User Mode vs Kernel Mode: Dual Protection

Memories of Blue Screen

Let me recall the Windows 95 era. Blue Screens appeared daily.

The reason was simple. A buggy application accidentally touched OS memory areas. One app's mistake killed the whole computer. When one program triggered a bug, the entire system crashed. Unsaved documents? Gone.

After experiencing this disaster, I understood it this way. Without boundaries between programs, the system collapses.

To prevent this catastrophe, CPUs implemented Modes at the hardware level. Not in software, but security mechanisms etched into silicon.

Difference in Power: Citizen vs Police

I didn't understand this concept initially. "Why can't programs directly read the disk?" I thought imposing restrictions was inefficient.
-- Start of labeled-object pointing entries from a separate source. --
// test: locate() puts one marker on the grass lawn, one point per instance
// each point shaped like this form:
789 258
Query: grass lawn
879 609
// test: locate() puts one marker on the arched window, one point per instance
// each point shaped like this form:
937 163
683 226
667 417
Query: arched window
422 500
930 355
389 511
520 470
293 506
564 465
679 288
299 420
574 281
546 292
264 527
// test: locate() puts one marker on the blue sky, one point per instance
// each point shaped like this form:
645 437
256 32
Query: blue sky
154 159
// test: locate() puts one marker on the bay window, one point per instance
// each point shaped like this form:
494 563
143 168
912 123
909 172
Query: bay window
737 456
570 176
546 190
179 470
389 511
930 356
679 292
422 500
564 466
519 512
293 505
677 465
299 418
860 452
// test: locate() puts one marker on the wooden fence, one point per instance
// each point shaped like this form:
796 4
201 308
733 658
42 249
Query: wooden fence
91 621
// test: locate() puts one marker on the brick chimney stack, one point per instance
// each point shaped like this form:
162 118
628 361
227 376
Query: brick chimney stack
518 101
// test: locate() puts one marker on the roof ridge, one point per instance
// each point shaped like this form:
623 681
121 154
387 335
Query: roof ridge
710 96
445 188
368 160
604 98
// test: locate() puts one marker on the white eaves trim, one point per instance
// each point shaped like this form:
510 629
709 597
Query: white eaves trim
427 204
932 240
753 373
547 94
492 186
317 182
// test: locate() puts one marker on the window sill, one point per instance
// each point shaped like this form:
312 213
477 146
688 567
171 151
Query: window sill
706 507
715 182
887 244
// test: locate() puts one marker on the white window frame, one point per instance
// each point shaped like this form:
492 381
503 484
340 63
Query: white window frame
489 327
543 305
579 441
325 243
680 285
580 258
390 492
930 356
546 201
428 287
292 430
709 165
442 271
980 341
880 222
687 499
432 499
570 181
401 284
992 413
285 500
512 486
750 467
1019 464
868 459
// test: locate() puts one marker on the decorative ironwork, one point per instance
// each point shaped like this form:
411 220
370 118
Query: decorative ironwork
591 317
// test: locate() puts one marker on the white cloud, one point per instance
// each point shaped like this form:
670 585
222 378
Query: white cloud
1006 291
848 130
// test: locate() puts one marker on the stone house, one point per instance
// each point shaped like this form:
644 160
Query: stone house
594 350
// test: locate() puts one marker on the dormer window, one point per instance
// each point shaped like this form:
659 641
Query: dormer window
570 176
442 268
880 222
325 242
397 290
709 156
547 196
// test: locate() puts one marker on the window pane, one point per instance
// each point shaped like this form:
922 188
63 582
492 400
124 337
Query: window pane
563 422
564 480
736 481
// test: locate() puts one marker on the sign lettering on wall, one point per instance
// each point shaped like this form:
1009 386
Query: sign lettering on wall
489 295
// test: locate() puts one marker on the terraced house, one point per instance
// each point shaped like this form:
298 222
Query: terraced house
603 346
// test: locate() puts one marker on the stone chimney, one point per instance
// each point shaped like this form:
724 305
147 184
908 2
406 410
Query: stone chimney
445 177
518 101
But this analogy clicked for me.

Imagine a city.

Regular citizens can do anything in their own homes. Cook, watch TV, write code. But they cannot break into the police station and directly modify the criminal record database. To do that, they must go to the police station counter and follow "official procedures."

1. User Mode

Status: Civilian.
Power: Limited. Can only touch its own allocated memory.
Trait: All code we write (Hello World, Web Browsers, VS Code, Games) runs here.
Restriction: Absolutely NO direct access to hardware (Disk, Network Card, USB).
Ring Level: Ring 3 (lowest privilege)

2. Kernel Mode

Status: Police / Administrator.
Power: Unlimited (Privileged). Can execute all CPU instructions and access all memory.
Trait: Only OS Kernel runs here.
Privileged Instructions: HLT (halt CPU), CLI (disable interrupts), I/O port control
Ring Level: Ring 0 (highest privilege)

This was it. Privilege Separation. Physically isolating untrusted code from trusted code.
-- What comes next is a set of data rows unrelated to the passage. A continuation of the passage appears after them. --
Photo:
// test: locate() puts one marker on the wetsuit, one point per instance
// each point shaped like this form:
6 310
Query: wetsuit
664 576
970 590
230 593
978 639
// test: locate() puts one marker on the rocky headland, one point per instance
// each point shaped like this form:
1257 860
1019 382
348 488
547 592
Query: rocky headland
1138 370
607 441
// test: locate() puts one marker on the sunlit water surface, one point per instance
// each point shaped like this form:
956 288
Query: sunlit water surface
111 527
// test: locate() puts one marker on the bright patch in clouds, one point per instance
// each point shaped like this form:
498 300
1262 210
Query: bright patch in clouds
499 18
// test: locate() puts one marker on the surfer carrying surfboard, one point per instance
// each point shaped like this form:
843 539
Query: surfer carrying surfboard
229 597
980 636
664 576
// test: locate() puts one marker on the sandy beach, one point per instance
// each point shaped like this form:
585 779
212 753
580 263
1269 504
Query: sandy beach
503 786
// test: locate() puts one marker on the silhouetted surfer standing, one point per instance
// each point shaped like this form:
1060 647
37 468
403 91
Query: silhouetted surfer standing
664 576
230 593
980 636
CPU Protection Rings: 4 Security Layers

Initially, I thought there were only two modes: "User Mode / Kernel Mode." I was wrong.

x86 CPUs actually define 4 Protection Rings.

Ring 0: Kernel (OS kernel)
  ↓
Ring 1: Device Drivers (theoretical, rarely used)
  ↓
Ring 2: Device Drivers (theoretical, rarely used)
  ↓
Ring 3: Applications (our programs)

Most modern OSes only use Ring 0 and Ring 3. Rings 1 and 2 are effectively abandoned territory. Because the security gain versus complexity wasn't worth it.

But when virtualization technology emerged, a new level appeared.

Ring -1: Hypervisor (VMware, KVM, Xen)
  ↓
Ring 0: Guest OS Kernel (Linux inside a VM)
  ↓
Ring 3: Apps inside VM

I summarized it this way. The lower the ring number, the closer to hardware and the greater the privilege. Closer to 0 means god-like powers, closer to 3 means prisoner.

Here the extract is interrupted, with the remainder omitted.